Mr TIM WILSON: What has been the trajectory in terms of the cost of hearing aids over time? I know that is very broad question. Like most other areas of technology, I presume that while technology has got better the cost has gone down.

Dr Dillon : Not a lot. In the mid-1990s the hearing aid industry internationally somehow managed to double the price of devices over a very short time. At a time when there were some small but genuine improvements in technology. That was used as the justification for that. They have largely stayed at those fairly high levels. It is an interesting time at the moment, because the new entrants to the market, making these things like hearables, are all realising they can make them function like hearing aids, and they are typically being sold at a very small fraction of what the main hearing aids are being sold at. They are also being sold over the counter and online, so without all the professional help. So it is very hard to get an apples-for-apples comparison.

CHAIR: You referred to the 5.6 million in, I think, 2030.

Dr Dillon : Yes.

CHAIR: Do you break down those figures based on the grade of hearing impairment?

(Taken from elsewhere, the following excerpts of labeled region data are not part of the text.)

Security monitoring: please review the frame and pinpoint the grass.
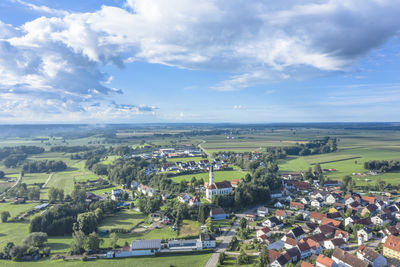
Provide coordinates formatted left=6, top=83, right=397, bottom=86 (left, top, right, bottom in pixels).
left=0, top=201, right=39, bottom=220
left=0, top=254, right=211, bottom=267
left=99, top=209, right=146, bottom=230
left=171, top=170, right=246, bottom=183
left=178, top=220, right=201, bottom=237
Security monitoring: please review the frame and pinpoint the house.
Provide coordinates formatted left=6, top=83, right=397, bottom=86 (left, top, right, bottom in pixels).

Dr Dillon : I have not, but I could.

CHAIR: Would you mind, if you can, taking that on notice?

Dr Dillon : Sure. For the moment, it looks like that—just to scare you!—with age on the horizontal axis and the number of people there, and the different curves are the different years. Of course, as well as the numbers increasing, the average age of the people with the loss is increasing. Over that period up to 2040, it will go from about 14 per cent of the population with hearing problems to about 20 per cent of the population.

Mr GEORGANAS: I have a question on the differentiation between hearing aids and hearables.

Dr Dillon : Ha! Well, it is a very good question. Hearing aids are made by major manufacturers and largely fitted through professionals, with all the help that those professionals give. As Alison said, it is not just popping it in the ear. Hearables are being sold online. They are small devices that people just put in their ear. They may or may not be individually configured for the person. They may or may not be comfortable. So there is potential in that area, but it is early days to see exactly what the impact is going to be.

Mr TIM WILSON: I can see why you are looking at it. It seems they are also connected to a lot of fitness activity and things as well, as part of tracking, and apparently Tom Cruise wears them.

CHAIR: Well, it must be good!

Dr Dillon : The Fitbit that you may be familiar with is worn on the wrist. There are good reasons why you would want to put everything that it does in your ear instead. So it may well be a transition to things up in the ear.

CHAIR: It gives very subtle Scientology broadcasting! On that note, we might conclude. Thank you all for your time today. I just remind you that for any questions you have taken on notice—of which I can recall one—if you are able to provide a response to the committee secretariat by 10 March, that would be very helpful. If we have any further questions, we will send you those through the committee secretariat, and the Hansard transcript of today's proceedings will be forwarded to you by the secretariat. If there are any glaring errors in that transcript, please let the committee secretariat know as soon as possible. Thank you again for your time. It is much appreciated.